The administrative hearing officer agreed with the Clinic that the process was not consistent with law. Youth aging out of foster care, the hearing officer ruled, were entitled to admission to the program immediately upon proof of school attendance (a prerequisite). Any disagreements over the living arrangements could then immediately be heard by the presiding dependency court judge.

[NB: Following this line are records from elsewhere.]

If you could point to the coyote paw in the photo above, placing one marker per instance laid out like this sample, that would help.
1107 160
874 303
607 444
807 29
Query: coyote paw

“I think the case demonstrated the importance of interpreting procedural requirements outlined in various statutes with extreme attention to detail,” said Sauer. The opinion came too late for Antonio, who will turn 21 and no longer be eligible, but he has expressed hope that it prevents future youth from experiencing the same difficulties he did.
Seeking Support for GED
The same student team also represented Shana, a former foster youth who was working on her GED. “Both clients are very hard-working young adults who, unlike many people their age, take full advantage of the educational opportunities presented to them and have bright futures ahead of them. However, those futures are contingent on continued access to the state programs and educational stipends,” said Sauer.
Shana was terminated from the Road to Independence Program, a stipend for youth who age out of foster care to pursue their education. The Department alleged that Shana was not making sufficient progress towards her GED. Her educational program indicated that her progress was slow but steady. After a full hearing, the hearing officers agreed with the Clinic that Shana should be held to the standard set by her school. Shana was able to continue working on her GED and plans to go to college.
Fighting for Benefits for Persons with Disabilities
At ten years old, Nathan is one of the Clinic’s younger clients. When a psychologist diagnosed Nathan with an intellectual disability, the Clinic applied for benefits to the Agency for Persons with Disabilities. The agency, however, denied the application based on a 5-year-old school evaluation. Students Tyonna Brent and Isabel Jolicoeur prepared vigorously for the hearing, learning about intellectual disability assessment methods, researching legal precedents, interviewing expert witnesses, and preparing their questions and arguments for the hearing. Notably, the students were unable to track down the school evaluation that had formed the basis for the denial.
The evaluation was referenced in another report, but no one – including the Agency for Persons with Disabilities – could produce a complete copy of the evaluation to verify its accuracy. After several conversations with opposing counsel, the Agency announced on the night before the hearing that it would reverse its position and find Nathan eligible for the program.
The Clinic, along with the Center for Ethics and Public Service, will be celebrating its 20th anniversary on Friday, September 23 at 4:30-6:30 p.m., where it will hold a CLE panel discussion in F109, followed by a cocktail reception at the Alma Jennings Foundation Student Lounge.